Buitenaards leven in het Wetenschapscafé
De eerste avond van het Wetenschapscafé stond in het teken van de zoektocht naar leven in het heelal. Tot nu zijn er een 300-tal planeten bekend die rond sterren draaien net als de aarde rond de zon. Vele astronomen, maar ook biologen, verwachten dat op sommige van deze exoplaneten levende organismen zouden kunnen ontstaan. “Optimisten” geloven dat er in het heelal miljoenen technisch ontwikkelde beschavingen bestaan, “pessimisten” denken dat de onze op aarde uniek is. Tussen deze uitersten is een verstandige, wetenschappelijk verantwoorde discussie op haar plaats: bij het inschatten van de kans op het voorkomen van een voldoende ontwikkelde civilisatie op een voor leven – mogelijk intelligent leven –geschikte exoplaneet moeten condities zoals de baan en de omloopstijd om haar eigen “zon”, het bestaan van een atmosfeer en van de nodige chemische elementen in aanmerking genomen worden en dringt een vergelijking zich op met het ontstaan van het leven op onze aarde, de aanwezigheid van de maan, de positie van Jupiter enz. En wat zegt de formule van Drake, wat te denken van de paradox van Fermi, wat dacht Hoyle erover, wat weten we meer sinds de Hubble-telescoop… Nog meer vragen?

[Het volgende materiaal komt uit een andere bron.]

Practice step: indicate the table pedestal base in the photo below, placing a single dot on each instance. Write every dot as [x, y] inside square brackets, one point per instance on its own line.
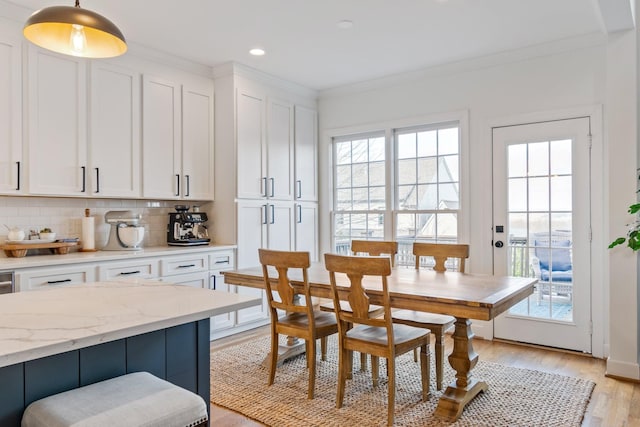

Dit alles kwam aan bod in het Wetenschapscafé van 16 september, dankzij de boeiende lezing van Bert C. de Loore, emeritus-professor van de Vrije Universiteit Brussel, de eerste gast van het Wetenschapscafé. Als eminent astrofysicus is hij o.m. gespecialiseerd in (röntgen)dubbelsterren, Wolf-Rayetsterren, de evolutie van sterren en sterrenpopulaties en de zoektocht naar leven in het heelal.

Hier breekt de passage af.